Catherine: Oh, sure. I’m doing that.
Marc: So even that, for you, if you can walk and be with yourself…And I mean that. Really start to practice and play with… You’re an artist. So use your relationship with your body as kind of like a canvas. And how do you want to paint this new relationship in such a way that it’s creative?
So this is not about you figuring out the science of your body. This is you being an artist with your body.
And an artist is thoughtful. And an artist looks at things. And an artist sees things. And an artist is in a flow a lot of times. Yeah, you’re going to be in your head. You’ve got to pick your paints. You’ve got to do this.

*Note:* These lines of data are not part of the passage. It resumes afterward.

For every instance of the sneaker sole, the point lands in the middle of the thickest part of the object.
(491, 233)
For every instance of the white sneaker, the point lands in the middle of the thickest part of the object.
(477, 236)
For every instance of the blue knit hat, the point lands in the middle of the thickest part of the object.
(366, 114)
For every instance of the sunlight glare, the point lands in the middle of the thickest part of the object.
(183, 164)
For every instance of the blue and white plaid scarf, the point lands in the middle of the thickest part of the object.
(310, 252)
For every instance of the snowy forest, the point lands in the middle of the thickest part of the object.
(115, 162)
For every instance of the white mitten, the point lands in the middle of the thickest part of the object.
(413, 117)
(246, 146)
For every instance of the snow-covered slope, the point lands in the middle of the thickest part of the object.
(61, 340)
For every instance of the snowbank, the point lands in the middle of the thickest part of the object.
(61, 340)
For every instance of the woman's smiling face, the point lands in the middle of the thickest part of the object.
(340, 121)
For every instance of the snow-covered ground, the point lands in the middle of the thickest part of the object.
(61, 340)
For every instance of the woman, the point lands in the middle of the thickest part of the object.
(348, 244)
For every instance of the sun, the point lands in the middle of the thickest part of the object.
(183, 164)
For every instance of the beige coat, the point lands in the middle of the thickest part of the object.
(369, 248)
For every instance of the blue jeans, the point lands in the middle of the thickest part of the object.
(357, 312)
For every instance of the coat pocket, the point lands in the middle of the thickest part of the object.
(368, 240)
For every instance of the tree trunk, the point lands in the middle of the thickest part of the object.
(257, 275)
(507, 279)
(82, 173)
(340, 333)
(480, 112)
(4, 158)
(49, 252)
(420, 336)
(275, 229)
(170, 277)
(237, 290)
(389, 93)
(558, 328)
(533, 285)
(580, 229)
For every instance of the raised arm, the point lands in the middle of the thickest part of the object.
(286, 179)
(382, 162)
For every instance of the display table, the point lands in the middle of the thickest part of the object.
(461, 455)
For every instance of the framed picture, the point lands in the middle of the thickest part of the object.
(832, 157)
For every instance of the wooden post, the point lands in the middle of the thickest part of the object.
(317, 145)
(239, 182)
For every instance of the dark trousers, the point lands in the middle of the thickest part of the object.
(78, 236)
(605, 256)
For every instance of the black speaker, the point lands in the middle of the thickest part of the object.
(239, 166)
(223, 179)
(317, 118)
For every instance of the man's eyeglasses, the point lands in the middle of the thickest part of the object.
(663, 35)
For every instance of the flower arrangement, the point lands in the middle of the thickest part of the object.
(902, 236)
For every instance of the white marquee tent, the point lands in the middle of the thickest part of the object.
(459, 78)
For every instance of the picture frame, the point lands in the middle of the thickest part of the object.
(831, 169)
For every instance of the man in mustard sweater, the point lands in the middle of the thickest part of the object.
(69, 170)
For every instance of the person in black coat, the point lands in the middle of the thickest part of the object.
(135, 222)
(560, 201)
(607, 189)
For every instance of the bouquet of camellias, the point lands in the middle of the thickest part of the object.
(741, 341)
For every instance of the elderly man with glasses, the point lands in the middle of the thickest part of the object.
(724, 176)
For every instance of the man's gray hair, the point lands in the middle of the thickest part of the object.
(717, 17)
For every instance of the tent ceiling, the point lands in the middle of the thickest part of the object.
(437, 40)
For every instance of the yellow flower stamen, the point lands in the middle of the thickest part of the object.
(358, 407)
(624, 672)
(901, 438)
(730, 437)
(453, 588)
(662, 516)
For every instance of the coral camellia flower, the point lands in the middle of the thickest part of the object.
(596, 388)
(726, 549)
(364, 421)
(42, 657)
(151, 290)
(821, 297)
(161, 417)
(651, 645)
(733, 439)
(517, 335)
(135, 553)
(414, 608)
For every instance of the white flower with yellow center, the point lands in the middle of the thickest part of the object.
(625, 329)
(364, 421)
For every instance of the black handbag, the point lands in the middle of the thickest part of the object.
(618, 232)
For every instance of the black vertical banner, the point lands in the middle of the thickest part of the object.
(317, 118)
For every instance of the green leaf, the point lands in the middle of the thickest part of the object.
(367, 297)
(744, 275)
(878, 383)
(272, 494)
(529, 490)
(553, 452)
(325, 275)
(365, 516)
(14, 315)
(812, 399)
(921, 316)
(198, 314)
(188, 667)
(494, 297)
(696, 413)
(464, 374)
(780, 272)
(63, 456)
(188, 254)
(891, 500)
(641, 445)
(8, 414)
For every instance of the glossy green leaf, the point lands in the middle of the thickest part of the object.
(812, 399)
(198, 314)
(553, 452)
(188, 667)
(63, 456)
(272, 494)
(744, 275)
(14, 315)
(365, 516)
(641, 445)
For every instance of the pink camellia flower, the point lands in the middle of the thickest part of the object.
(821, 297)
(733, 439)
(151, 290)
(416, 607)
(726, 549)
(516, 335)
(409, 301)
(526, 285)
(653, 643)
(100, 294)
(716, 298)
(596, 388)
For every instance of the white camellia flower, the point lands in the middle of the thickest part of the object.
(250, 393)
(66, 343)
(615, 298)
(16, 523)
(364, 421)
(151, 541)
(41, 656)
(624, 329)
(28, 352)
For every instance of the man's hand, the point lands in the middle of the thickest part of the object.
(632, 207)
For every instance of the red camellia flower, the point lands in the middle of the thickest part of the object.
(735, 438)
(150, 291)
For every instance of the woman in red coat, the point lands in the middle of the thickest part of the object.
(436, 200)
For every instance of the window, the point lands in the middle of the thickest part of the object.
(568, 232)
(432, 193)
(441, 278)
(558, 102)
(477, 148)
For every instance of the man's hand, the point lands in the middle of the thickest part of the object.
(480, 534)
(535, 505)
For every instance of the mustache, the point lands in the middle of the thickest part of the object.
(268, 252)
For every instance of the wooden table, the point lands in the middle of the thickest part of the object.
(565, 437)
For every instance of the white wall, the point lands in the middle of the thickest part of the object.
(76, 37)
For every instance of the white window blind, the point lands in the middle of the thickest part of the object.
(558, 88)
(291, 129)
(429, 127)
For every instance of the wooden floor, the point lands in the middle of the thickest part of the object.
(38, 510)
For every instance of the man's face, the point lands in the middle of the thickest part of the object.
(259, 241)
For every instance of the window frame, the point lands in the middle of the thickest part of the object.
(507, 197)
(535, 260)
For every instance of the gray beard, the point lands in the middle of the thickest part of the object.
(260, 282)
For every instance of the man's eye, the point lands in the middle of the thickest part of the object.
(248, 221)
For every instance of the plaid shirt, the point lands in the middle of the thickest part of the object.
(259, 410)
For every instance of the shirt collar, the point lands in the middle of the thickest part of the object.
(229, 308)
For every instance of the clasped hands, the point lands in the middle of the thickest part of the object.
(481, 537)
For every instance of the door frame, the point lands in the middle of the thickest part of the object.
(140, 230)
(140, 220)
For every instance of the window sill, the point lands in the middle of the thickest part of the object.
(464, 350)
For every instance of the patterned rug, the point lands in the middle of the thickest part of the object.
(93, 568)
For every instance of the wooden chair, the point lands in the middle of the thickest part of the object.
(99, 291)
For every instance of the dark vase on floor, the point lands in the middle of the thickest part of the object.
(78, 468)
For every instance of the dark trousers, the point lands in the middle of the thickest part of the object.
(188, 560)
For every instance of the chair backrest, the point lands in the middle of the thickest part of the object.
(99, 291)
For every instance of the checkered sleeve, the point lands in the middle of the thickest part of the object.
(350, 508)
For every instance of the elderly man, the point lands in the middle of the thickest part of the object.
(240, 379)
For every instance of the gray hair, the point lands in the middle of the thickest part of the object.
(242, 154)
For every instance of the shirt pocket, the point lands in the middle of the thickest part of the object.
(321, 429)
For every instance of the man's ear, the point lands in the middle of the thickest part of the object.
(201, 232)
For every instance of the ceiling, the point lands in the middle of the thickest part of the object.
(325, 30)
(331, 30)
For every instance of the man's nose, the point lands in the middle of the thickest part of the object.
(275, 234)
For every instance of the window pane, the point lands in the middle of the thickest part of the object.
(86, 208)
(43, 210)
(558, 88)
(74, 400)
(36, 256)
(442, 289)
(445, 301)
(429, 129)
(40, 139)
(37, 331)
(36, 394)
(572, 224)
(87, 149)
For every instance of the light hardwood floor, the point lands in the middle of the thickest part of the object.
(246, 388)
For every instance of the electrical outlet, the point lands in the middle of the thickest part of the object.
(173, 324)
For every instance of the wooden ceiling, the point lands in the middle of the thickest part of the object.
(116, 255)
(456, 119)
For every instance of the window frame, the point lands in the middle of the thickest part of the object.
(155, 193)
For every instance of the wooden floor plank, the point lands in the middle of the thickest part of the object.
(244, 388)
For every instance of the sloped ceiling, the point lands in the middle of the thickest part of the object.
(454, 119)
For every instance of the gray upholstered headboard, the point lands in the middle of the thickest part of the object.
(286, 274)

Catherine: But you come prepared.
Marc: And I’m assuming here. But I have no idea. But all I’m saying is that there’s a creativity that I think is inside you that I want you to bring to your relationship with your body because then it’s more authentic. It’s going to be more fascinating to you.
Catherine: I love that.
Marc: Because there’s another way to be in your body other than, “Okay, well now I have to commit again.” Yeah, for sure. But there’s a place of flow that I think you want to be experiencing. And that flow comes with a little more ease. And it comes with sometimes less of the mind-chatter about all the little specifics. Now, again, I’m going to say. This is what I’m saying for you. For somebody else I might be saying something very, very, very different. But I want you to focus more on your experience of your body. How does this food feel? Am I nourishing myself? Am I sustaining myself? Am I limiting myself?
As soon as you find yourself going into fat grams and fat amounts, and is this too much, and you’re living there, then you know you’re in the wrong neighborhood. And you need to step out of that neighborhood and take a few deep breaths and drop into your body. How’s all that landing for you?
Catherine: Well, we’re back to what I said my initial goal was, which was dropping into my body. So I think that it definitely resonates. I mean I must say that I went onto a popular website where you can just type in what you’ve eaten. And it does give your calories. But I’m not looking them up in a book. It’s actually fun for me. And I know you’re not wanting me to do that now.
Marc: I’m still saying I want you to give that up 100%.
Marc: Not 90%, 100%. It’s kind of like if you said to me, “Marc, I’ve been getting these headaches.” And then I start to notice you’re banging your head against the wall. And I might say to you, “Catherine, let’s, for the next couple of months, you not bang your head against the wall. And let’s see how your head feels.” And you go, “Well, how about if I just not bang my head against the wall 90% of the time?” Oh, well, okay.
Catherine: It’s progress.
Marc: It’s a lot less. It’s progress. But you’re still going to have that headache. And I want to go a little cold turkey with you because I want you to feel the drasticness. I want you to feel the difference. And, honestly, you’re in your 50s. Now’s the time. Let’s go there. Let’s go right to the target. So the target is you don’t need to count a freaking calorie. There is no animal in nature that counts a calorie.
Catherine: It’s true.
Marc: Okay. It was never necessary throughout human history for any being to count a calorie. I don’t care if it’s interesting to you. There are a hundred other things that are more interesting than that, okay. So find something else interesting. Do not count calories. Do not count fat grams. I don’t want you to count anything when it comes to food. I don’t want you to count around your body in terms of pounds.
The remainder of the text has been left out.